Operação Prende Suspeitos De Roubar Caminhões E Desmontar Cargas Na Bahia E Em Goiás

Uma operação da Polícia Civil desarticula parte de um grupo criminoso especializado no roubo de caminhões e cargas em rodovias da Bahia, do norte de Minas Gerais e de Goiás. Três pessoas são presas nesta sexta-feira (14) durante a “Operação Heritage”, deflagrada em Vitória da Conquista, Itapetinga e no município goiano de Itumbiara.

De acordo com a Polícia Civil, a investigação sobre o esquema teve início em abril, após uma sequência de roubos de veículos pesados que tinham como destino final a região de Vitória da Conquista. O grupo realizava ataques principalmente durante a madrugada, mantendo motoristas reféns por curto período e alterando rapidamente as placas dos caminhões.

Um centro automotivo localizado no km 805 da BR-116 foi identificado como um dos pontos-chave da quadrilha. No local, que funcionava como área de receptação, desmanche e adulteração de veículos, foram encontradas cabines, motores e diversos componentes de caminhões roubados. O espaço pertence a um homem de 38 anos apontado como líder do grupo e que possui passagens anteriores por roubo, receptação e adulteração de veículos.

Durante a operação, oito mandados de busca e apreensão foram cumpridos, incluindo em um condomínio de alto padrão em Vitória da Conquista, onde parte dos investigados vivia em “situação de luxo”. Relatórios de inteligência financeira apontam que o grupo movimentou cerca de R$ 10 milhões em um ano, com fortes indícios de lavagem de dinheiro e ocultação de patrimônio.

A polícia informa ainda que a quadrilha utilizava veículos de apoio para identificar caminhões em condições de serem atacados e garantir suporte logístico às ações criminosas.
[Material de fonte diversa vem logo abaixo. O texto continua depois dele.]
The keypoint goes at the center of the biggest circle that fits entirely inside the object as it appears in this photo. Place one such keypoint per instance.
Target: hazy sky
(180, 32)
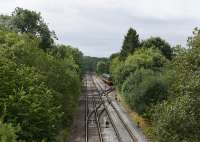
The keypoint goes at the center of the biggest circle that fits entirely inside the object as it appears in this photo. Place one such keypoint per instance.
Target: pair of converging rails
(96, 102)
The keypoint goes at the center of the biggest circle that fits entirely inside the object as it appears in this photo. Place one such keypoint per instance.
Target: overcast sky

Pelo menos 40 policiais participaram da operação, que resultou na apreensão de celulares, computadores e peças automotivas, materiais que passarão por perícia.

As investigações continuam para identificar outros integrantes do grupo e esclarecer toda a estrutura do esquema criminoso. A Polícia Civil afirma que novas operações podem ocorrer conforme o avanço das apurações.